Ничто не может спасти прогулочный корабль, если на него сел любознательный, упитанный и энергичный турист, жаждущий приключений в далеких просторах Вселенной…
Мой Драндулет спасать было уже не нужно. Такого заезженного, разболтанного, раскулаченного корабля мир еще не видал и, надеюсь, никогда не увидит. Началось с того, что не пожелал включиться генератор искусственной тяжести. Точнее сказать, он включился, но потом как-то подустал, решил передохнуть — уж не знаю, что и думать. К сожалению, свой скверный характер он обнаружил не сразу, а лишь тогда, когда я, насидевшись в рубке и вдоволь наглядевшись на грозную и величественную (это опять же из газет) панораму звездного неба, решил пару часиков вздремнуть в спальной каюте. В самом деле, день был несколько перенасыщен событиями. Тянуло повалиться на откидной койке и прийти в себя.
Спальные каюты на одноместных звездолетах почему-то всегда находятся в дальнем конце корабля. Толкнув дверь, я понял, что не все так просто. Дверь была заперта. «Может, есть там кто-нибудь?» — мелькнула дикая мысль.
…Прекрасная незнакомка, раскинув иссиня-черные локоны по белоснежной подушке, смотрит мерцающими глазами на дверь и ждет, когда я войду…
Такие случаи бывали.

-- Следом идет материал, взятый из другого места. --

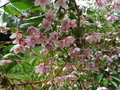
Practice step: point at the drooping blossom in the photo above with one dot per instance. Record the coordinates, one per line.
(117, 39)
(60, 79)
(89, 39)
(67, 66)
(116, 4)
(65, 25)
(98, 53)
(102, 88)
(17, 35)
(33, 31)
(46, 24)
(96, 37)
(21, 41)
(31, 41)
(111, 19)
(114, 57)
(41, 39)
(69, 40)
(106, 57)
(31, 53)
(42, 3)
(17, 48)
(101, 3)
(61, 3)
(44, 51)
(61, 43)
(3, 62)
(74, 51)
(53, 36)
(49, 15)
(42, 68)
(49, 46)
(71, 23)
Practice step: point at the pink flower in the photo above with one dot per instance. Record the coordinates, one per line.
(101, 3)
(65, 25)
(73, 51)
(53, 36)
(42, 68)
(44, 51)
(114, 57)
(31, 41)
(17, 48)
(116, 4)
(49, 15)
(106, 57)
(61, 43)
(32, 54)
(3, 62)
(17, 35)
(33, 31)
(67, 66)
(111, 19)
(41, 39)
(61, 3)
(46, 24)
(69, 40)
(20, 41)
(96, 37)
(72, 23)
(42, 3)
(89, 39)
(49, 46)
(72, 77)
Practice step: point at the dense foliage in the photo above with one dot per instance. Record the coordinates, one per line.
(60, 44)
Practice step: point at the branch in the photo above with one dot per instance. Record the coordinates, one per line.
(78, 13)
(4, 4)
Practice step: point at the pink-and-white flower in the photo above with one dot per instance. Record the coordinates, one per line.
(61, 3)
(17, 48)
(42, 3)
(46, 24)
(3, 62)
(49, 15)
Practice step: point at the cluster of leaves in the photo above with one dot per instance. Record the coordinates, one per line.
(90, 70)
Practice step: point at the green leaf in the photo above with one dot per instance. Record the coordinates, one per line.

Но не со мной. Присмотревшись, я понял, что дверь в каюту просто заклинило. Я хорошенько потряс и подергал ручку. Дверь не шелохнулась.
Я отступил на шаг, затем долбанул по ней плечом, сначала левым, потом правым. Ноль эффекта. Спать, между тем, тянуло все сильней.
Тогда я повернулся к проклятой двери спиной (чуть не сказал — задом) и лягнул изо всех сил каблуком в область замка. И конечно, в этот самый момент наступила невесомость!